He shot to fame as a music video director, framing some of pop's most notable names including Moby, Katy Perry, Lana del Rey and Rihanna.
Now, France's multi-talented creator Woodkid has turned the spotlight on himself, releasing a widely anticipated debut album set to merge Tolkien and Bergman as much as it does electro and classical strings.
With The Golden Age, Woodkid, or Yoann Lemoine, spills his heart out in an ambitious and personal four-year musical project that began to hit shelves Monday.
His first two singles "Iron" and "Run Boy Run" have already sold 300,000 copies worldwide and the video for the latter was even nominated as Best Short Form Music Video at the Grammy Awards.
In an interview with AFP, the 29-year-old classically trained pianist from Lyon says Woodkid was born after he mixed pretty much everything that inspired him: sounds, texts, and visuals.
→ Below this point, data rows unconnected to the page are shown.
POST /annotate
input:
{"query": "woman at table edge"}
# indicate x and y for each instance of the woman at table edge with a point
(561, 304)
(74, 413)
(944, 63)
The music could almost have been a Hollywood production. The French National Orchestra, the Paris Opera, DJ Sebastian and electro-group The Shoes, have all contributed.
But Woodkid has not just made an album. He has also made videos and written a book to go along with it.
Written together with his cousin Katarzyna Jerzak, a literature professor, Woodkid embarked on the project tracing his eastern European family, Poles whom he said "denied their Jewish roots after the war."
"With this project, I almost did an archaeological psychoanalysis, (and) I managed to answer some questions," he said.